Next, try implementing the system using an association list.  There is info on association lists on CMU's on-line version of ClTl2.  The key operators with association lists (or "a-lists") are ACONS and ASSOC.  Here is a simple explanation of their workings:

acons key datum a-list
acons constructs a new association list by adding the pair (key . datum) to the old a-list.

assoc item a-list &key :test :test-not :key
assoc-if predicate a-list
assoc-if-not predicate a-list
Each of these searches the association list a-list.
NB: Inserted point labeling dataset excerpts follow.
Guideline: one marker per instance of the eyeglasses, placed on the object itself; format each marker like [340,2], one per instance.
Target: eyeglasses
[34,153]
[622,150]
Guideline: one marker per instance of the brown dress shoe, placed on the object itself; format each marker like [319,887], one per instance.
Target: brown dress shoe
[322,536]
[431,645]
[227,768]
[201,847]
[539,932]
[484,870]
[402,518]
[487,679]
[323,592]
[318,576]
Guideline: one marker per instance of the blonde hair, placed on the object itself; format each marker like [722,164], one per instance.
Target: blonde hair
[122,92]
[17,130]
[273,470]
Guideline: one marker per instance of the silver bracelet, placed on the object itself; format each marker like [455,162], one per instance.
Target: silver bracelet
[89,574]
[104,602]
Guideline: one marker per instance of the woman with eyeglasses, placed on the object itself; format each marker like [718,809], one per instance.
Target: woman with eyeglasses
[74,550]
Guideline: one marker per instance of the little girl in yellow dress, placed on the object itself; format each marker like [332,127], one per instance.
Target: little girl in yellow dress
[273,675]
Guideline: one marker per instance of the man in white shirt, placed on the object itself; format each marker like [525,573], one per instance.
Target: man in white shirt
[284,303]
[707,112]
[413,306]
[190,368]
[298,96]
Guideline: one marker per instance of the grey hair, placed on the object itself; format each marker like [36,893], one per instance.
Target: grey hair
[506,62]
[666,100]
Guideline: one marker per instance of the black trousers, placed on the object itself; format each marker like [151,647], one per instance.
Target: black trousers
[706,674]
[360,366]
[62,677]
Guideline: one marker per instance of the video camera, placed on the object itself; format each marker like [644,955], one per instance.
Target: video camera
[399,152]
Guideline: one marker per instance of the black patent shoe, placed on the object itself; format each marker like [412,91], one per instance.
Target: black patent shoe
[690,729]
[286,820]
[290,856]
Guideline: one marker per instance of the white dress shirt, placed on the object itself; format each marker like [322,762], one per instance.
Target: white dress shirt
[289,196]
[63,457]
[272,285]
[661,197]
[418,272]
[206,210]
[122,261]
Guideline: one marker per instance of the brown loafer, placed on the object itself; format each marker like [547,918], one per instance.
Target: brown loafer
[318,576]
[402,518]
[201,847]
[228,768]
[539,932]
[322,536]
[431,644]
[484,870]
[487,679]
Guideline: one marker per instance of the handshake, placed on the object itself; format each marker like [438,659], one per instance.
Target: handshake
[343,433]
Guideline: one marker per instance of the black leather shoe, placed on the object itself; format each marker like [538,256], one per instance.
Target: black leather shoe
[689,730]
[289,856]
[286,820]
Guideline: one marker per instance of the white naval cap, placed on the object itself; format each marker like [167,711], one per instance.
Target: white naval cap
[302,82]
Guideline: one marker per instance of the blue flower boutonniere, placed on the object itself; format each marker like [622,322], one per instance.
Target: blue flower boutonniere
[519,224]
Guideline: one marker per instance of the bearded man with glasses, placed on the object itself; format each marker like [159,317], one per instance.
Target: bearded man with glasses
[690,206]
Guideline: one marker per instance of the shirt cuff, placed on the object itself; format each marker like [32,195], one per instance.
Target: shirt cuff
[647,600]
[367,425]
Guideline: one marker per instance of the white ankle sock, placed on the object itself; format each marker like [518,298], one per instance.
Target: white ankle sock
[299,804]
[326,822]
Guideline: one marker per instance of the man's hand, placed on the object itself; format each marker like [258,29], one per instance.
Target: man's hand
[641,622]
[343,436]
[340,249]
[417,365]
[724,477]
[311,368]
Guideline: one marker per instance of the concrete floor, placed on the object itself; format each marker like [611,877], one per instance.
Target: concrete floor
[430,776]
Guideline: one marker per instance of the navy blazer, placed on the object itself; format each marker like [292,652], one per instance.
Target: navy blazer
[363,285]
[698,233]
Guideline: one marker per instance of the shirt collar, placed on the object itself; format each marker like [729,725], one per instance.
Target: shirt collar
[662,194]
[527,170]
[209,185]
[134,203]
The value is the first pair in the a-list such that the car of
the pair satisfies the test, or nil if there is no such pair in the a-list.

You'll want to keep the transactions for each account in a list, probably, to facilitate the PRINT operator.


Sample Input

new bob 100
deposit bob 150
new sue 300
draw sue 50
draw bob 70
new tom 500
print bob
new emma 400
printall (> balance 199)
deposit bob 100
printall (and (> balance 199) (string< name "PPP"))
 

Sample Output

Account opened for BOB in the amount of $100.
Account for BOB is creditted $150, leaving a balance of $250.
Account opened for SUE in the amount of $300.
Account for SUE is debitted $50, leaving a balance of $250.
Account for BOB is debitted $70, leaving a balance of $180.
Account opened for TOM in the amount of $500.
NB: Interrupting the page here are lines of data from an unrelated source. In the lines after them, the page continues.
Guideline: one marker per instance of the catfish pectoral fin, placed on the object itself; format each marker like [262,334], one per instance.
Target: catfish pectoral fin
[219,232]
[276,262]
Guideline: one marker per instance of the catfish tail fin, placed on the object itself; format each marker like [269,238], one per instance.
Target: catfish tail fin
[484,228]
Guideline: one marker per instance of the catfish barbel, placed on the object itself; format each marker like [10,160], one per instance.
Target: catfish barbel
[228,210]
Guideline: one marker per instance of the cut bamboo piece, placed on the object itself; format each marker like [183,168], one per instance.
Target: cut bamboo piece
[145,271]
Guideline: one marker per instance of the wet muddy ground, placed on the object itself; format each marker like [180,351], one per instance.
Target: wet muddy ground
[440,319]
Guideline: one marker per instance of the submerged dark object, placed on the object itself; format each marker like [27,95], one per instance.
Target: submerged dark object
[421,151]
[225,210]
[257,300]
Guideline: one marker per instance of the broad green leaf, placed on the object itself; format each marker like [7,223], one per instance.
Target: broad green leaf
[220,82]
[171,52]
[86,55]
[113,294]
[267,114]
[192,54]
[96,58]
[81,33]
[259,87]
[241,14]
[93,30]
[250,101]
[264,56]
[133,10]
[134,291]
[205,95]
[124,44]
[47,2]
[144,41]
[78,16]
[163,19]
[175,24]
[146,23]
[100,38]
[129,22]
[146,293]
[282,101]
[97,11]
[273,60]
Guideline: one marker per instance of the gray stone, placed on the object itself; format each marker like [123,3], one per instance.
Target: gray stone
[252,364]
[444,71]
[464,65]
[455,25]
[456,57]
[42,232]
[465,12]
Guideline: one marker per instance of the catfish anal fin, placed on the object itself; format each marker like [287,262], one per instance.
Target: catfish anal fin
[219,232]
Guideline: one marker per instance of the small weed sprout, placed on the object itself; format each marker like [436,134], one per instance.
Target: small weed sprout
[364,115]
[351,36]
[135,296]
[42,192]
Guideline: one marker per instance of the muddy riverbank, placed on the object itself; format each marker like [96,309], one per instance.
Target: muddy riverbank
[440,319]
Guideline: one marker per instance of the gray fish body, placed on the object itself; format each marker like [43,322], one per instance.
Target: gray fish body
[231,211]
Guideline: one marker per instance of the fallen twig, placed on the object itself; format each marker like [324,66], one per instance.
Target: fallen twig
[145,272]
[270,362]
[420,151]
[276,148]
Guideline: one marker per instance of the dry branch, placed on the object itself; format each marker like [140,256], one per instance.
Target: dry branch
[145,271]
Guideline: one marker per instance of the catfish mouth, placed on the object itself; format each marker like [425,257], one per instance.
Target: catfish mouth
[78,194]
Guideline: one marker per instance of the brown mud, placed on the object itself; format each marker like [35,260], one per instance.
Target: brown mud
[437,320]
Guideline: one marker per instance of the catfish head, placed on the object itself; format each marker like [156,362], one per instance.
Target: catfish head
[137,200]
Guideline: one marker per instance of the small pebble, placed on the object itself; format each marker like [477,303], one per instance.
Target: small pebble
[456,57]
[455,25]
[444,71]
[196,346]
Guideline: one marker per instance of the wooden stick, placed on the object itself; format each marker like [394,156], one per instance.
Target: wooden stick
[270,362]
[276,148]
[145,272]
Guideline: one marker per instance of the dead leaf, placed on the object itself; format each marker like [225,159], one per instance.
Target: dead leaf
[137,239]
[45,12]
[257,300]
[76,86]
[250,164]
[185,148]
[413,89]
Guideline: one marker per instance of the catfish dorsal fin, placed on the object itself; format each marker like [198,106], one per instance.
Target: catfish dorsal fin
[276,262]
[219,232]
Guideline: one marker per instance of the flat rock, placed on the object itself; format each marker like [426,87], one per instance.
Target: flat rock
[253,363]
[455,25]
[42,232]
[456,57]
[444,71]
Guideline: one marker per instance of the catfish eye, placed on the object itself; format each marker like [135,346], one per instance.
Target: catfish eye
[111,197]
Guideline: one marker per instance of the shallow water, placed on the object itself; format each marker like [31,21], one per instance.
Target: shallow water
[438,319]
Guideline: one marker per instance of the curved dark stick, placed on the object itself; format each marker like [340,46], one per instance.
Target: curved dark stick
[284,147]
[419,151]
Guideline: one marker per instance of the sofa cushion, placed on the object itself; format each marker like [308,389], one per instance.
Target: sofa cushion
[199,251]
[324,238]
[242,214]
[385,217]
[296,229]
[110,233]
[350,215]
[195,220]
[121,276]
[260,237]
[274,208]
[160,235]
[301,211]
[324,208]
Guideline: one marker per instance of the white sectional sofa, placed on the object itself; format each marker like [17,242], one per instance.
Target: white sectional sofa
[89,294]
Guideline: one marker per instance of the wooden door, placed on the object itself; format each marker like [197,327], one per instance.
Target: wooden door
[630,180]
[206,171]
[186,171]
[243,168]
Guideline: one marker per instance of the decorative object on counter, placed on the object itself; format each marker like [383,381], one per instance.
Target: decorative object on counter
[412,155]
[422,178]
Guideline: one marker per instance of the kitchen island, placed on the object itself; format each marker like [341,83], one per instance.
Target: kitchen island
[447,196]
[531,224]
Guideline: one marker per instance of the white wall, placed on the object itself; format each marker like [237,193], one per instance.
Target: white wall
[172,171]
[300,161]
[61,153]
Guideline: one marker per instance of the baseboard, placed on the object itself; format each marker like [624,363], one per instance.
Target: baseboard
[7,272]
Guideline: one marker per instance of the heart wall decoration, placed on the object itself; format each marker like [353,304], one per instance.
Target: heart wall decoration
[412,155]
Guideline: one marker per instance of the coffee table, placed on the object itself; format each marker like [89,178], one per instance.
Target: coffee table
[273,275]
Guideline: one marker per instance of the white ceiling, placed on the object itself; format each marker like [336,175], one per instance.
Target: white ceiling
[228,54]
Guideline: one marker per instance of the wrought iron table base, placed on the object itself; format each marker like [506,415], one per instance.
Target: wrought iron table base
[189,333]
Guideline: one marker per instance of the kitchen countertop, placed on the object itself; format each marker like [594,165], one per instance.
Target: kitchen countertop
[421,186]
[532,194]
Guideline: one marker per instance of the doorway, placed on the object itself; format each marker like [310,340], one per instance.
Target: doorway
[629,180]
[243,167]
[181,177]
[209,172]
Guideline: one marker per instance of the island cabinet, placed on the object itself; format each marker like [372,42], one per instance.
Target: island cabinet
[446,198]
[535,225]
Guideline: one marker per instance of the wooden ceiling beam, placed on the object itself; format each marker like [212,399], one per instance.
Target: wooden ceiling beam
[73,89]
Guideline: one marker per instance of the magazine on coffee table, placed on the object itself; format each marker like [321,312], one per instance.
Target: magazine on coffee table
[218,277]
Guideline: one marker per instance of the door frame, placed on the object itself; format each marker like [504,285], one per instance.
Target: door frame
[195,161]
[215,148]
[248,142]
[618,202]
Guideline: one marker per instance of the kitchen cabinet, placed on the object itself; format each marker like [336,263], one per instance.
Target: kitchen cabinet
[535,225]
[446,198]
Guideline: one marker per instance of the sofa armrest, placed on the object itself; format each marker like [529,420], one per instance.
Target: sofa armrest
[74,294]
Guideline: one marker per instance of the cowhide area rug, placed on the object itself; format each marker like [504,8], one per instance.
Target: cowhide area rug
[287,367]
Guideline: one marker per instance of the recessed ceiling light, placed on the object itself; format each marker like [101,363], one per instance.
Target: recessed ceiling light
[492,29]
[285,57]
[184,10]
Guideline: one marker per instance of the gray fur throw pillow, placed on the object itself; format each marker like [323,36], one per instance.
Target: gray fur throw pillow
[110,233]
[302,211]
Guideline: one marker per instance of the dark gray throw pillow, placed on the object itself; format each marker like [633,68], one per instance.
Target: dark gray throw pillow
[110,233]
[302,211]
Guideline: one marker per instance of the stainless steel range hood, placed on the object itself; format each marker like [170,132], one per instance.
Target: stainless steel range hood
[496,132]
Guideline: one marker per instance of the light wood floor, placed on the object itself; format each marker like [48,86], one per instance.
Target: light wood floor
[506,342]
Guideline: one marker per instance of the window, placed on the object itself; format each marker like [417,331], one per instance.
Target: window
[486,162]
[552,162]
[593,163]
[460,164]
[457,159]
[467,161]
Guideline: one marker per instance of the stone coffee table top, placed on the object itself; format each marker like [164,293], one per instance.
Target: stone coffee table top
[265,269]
The account belonging to BOB currently has a balance of $180.
  The transactions on this account are:

  Trans     Amt   Bal
  DEPOSIT   100   100
  DEPOSIT   150   250
  DEBIT      70   180
 

Account opened for EMMA in the amount of $400.
The following accounts satisfy the given s-expression, (> BALANCE 199):
  EMMA, SUE, TOM

Account for BOB is creditted $100, leaving a balance of $280.